Air Force Gen. James Hecker urged NATO allies to think seriously about munitions stockpiles and the number of fighter squadrons needed to maintain a strong deterrent in Europe at the Chief of the Air Staff’s Global Air & Space Chiefs’ Conference in London, Breaking Defense reported. The defense industry has not been able to sustain the demands of American and allied forces as well as feed the massive appetite of the Ukrainian forces in providing ammunition to Ukraine, he said.
“If you look at the US itself — and let’s not just talk about the munitions we recently have given away to Ukraine — but we’re [at] roughly half the number of fighter squadrons that we were when we did Desert Storm,” Hecker said, noting that the UK has seen a similar decline in its air force, Breaking Defense reported. “So we don’t have nearly what we had at the heart of the Cold War.
“Now you add that we’re giving a lot of munitions away to the Ukrainians — which I think is exactly what we need to do — but now we’re getting dangerously low and sometimes, in some cases even too low, that we don’t have enough. We need to get industry on board to help us out so we can get this going,” he added.
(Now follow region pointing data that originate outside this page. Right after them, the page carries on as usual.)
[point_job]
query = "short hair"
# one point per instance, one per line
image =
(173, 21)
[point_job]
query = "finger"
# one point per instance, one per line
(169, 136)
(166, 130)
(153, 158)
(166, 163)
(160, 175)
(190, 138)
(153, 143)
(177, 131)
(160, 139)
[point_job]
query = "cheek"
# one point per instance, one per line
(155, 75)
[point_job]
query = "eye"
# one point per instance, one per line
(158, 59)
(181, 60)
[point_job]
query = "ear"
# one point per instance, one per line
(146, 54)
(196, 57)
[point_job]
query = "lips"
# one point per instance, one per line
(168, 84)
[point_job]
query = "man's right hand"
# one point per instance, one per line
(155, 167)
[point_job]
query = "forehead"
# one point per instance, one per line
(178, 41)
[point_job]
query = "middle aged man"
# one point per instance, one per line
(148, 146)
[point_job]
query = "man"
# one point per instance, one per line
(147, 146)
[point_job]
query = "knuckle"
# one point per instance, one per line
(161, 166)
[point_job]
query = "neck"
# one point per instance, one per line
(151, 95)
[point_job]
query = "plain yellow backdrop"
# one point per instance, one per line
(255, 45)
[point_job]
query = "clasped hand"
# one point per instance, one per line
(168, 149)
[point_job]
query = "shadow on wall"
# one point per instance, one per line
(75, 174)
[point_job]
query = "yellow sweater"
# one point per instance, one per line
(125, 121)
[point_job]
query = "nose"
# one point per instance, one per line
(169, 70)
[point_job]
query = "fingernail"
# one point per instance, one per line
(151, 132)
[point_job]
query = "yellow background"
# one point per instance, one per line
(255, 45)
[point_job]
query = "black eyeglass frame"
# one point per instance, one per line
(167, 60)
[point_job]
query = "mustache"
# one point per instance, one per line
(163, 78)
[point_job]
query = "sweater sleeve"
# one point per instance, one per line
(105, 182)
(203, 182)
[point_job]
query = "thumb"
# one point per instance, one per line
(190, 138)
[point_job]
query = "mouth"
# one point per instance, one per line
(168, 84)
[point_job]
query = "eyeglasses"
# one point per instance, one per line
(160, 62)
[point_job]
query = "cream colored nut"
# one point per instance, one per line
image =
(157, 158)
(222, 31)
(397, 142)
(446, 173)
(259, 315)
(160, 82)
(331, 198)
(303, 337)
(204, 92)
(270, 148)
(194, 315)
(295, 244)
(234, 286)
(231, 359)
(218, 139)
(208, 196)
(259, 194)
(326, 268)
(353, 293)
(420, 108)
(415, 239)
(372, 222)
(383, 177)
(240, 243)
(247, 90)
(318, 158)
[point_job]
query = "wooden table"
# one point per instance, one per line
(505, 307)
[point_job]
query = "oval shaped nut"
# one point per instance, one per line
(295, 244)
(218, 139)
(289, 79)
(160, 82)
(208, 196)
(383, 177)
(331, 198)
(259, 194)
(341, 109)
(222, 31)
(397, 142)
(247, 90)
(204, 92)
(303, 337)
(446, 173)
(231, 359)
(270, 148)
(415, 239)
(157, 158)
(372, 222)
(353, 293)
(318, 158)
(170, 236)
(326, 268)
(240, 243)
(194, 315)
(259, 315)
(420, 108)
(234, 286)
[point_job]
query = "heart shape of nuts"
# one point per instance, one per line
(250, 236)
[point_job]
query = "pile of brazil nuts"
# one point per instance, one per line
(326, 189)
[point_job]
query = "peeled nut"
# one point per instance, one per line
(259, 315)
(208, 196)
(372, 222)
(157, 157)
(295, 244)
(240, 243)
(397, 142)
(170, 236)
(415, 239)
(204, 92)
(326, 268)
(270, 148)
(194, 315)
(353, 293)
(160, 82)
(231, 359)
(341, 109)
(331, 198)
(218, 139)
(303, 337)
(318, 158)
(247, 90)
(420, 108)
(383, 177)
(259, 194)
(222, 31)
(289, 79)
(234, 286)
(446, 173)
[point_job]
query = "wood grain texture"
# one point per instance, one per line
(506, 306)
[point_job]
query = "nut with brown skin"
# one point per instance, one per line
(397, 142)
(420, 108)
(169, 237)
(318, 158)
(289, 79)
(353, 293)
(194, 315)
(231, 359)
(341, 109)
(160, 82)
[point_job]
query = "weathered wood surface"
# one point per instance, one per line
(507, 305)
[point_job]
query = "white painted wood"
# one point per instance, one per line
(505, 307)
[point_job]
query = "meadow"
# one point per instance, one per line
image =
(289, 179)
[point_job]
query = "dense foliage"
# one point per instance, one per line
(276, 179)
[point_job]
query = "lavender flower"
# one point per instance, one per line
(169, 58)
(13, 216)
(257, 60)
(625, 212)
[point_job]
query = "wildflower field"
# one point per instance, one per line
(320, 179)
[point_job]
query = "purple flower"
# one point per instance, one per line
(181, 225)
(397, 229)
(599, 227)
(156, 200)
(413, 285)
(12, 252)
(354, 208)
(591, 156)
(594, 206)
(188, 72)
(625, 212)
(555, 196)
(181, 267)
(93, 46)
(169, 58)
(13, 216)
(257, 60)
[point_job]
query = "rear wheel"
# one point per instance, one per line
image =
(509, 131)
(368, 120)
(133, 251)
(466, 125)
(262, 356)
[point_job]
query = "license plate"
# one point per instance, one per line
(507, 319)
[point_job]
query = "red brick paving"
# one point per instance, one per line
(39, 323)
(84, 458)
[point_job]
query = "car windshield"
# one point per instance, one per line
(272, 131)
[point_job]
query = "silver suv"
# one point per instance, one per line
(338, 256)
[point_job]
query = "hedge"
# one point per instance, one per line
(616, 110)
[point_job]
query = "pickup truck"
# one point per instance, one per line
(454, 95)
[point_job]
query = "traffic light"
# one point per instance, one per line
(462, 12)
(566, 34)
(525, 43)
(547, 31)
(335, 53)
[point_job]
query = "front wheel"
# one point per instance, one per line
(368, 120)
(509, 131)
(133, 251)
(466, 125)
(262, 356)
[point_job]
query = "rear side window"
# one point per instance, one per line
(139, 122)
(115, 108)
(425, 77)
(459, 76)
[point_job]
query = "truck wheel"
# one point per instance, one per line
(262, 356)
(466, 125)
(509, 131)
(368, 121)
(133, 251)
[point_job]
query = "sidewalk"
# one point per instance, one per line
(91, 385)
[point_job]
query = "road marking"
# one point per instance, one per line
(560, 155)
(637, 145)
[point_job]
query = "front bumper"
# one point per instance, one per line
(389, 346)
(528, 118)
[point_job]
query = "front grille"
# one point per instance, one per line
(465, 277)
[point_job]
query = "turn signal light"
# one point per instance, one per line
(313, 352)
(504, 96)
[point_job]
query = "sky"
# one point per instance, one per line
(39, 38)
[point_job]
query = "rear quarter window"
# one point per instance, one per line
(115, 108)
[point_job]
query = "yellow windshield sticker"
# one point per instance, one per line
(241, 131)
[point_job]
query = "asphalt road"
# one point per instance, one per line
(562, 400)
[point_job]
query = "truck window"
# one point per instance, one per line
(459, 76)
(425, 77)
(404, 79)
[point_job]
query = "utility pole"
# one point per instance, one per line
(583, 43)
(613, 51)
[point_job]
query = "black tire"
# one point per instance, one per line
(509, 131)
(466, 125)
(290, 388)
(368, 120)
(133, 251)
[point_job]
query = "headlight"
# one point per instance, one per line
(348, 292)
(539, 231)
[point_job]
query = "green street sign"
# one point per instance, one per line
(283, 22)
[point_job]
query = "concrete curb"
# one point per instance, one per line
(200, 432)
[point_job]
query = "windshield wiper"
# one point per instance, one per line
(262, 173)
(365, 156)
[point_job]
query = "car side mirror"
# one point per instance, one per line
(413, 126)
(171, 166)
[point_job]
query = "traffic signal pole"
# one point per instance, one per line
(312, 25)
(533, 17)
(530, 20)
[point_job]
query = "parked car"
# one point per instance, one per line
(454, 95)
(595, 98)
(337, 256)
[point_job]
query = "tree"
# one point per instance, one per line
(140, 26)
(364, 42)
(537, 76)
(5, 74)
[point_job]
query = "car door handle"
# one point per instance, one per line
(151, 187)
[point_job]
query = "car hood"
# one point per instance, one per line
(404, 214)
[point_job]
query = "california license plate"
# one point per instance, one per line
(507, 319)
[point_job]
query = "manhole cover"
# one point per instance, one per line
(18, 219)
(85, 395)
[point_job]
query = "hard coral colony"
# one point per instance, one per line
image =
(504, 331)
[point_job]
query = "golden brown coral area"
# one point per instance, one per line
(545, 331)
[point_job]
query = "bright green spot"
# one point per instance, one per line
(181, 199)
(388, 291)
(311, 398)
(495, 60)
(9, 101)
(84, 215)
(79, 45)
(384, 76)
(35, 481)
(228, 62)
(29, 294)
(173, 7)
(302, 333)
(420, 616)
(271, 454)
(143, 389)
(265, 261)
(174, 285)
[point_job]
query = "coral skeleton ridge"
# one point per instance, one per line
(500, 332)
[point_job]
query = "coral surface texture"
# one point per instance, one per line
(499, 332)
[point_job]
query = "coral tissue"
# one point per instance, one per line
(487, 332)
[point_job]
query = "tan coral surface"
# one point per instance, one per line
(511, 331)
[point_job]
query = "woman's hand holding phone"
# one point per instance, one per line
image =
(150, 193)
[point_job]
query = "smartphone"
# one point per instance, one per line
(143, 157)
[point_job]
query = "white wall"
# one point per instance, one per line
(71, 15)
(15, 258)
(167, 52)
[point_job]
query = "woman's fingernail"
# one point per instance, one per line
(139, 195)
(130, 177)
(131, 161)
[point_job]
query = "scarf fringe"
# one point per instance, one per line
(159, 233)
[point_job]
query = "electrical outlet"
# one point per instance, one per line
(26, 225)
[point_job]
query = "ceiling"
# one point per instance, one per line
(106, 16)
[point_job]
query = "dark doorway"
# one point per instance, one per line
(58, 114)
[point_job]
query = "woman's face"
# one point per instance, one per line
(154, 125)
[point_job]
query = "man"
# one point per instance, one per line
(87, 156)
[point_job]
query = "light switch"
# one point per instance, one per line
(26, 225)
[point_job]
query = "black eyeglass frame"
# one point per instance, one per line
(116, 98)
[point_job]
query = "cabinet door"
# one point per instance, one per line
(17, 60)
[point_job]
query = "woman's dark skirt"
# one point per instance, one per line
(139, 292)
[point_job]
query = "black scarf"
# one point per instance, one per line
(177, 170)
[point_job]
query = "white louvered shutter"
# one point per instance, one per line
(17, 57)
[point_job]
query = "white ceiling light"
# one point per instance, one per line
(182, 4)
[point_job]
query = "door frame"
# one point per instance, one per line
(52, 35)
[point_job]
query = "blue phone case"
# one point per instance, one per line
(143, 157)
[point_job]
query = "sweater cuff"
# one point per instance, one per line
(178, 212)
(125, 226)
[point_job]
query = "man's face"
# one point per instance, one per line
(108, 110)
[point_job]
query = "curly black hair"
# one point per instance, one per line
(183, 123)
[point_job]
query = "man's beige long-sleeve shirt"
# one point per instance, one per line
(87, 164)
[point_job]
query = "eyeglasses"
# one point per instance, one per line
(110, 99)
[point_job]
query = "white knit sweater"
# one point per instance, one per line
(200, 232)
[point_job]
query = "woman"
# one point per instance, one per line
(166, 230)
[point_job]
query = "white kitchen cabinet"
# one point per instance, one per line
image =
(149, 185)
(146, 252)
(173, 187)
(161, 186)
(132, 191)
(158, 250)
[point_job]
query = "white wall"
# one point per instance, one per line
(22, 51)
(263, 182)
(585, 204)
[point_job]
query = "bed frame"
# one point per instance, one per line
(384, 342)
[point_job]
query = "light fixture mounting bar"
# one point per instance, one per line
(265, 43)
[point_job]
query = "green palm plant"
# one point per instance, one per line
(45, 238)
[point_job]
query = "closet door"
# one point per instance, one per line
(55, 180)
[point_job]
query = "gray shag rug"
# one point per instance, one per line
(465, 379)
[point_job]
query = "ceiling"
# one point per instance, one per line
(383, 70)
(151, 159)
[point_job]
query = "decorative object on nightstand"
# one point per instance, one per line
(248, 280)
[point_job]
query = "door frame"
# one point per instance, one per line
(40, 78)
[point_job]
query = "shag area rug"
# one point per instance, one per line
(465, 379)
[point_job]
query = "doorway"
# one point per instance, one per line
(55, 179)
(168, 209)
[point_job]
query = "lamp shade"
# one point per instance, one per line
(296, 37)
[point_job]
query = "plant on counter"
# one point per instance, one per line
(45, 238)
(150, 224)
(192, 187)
The U.S. has provided Ukraine with more than $41 billion in weapons and other warfighting aid since the Russian invasion of Ukraine, according to a Department of Defense (DOD) fact sheet. The Pentagon has pulled more than 2,000,000 155mm artillery rounds, 7,000 precision-guided 155mm artillery rounds and 500,000 105mm rounds, as well as tens of thousands of shells belonging to other munitions classes, primarily from existing stocks to help Ukraine fight artillery-heavy battles.
“I think it’s very important that we kind of take stock of where we are in our weapons state across the 32 nations of NATO, and we’re getting way down compared to where we were,” Hecker said, according to Breaking Defense.
The Biden administration’s recent decision to include controversial cluster munitions, which can be fired by the numerous 155mm American-made systems Ukraine operates, in the latest aid package to Ukraine was driven at least in part by a lack of alternatives among U.S. stocks, DOD officials said.
“We don’t see this as a permanent solution but rather a bridge,” Under Secretary of Defense for Policy Dr. Colin Kahl said at a July 7 press briefing.
The U.S. and Europe have begun investing in their defense-industrial base to boost production of 155mm rounds, he said. “That’s good news and it’s starting to pay dividends, but the reality is we’re going to need to build a bridge to the point at which that capacity is sufficient on a month-to-month basis to keep the Ukrainians in the artillery fight.”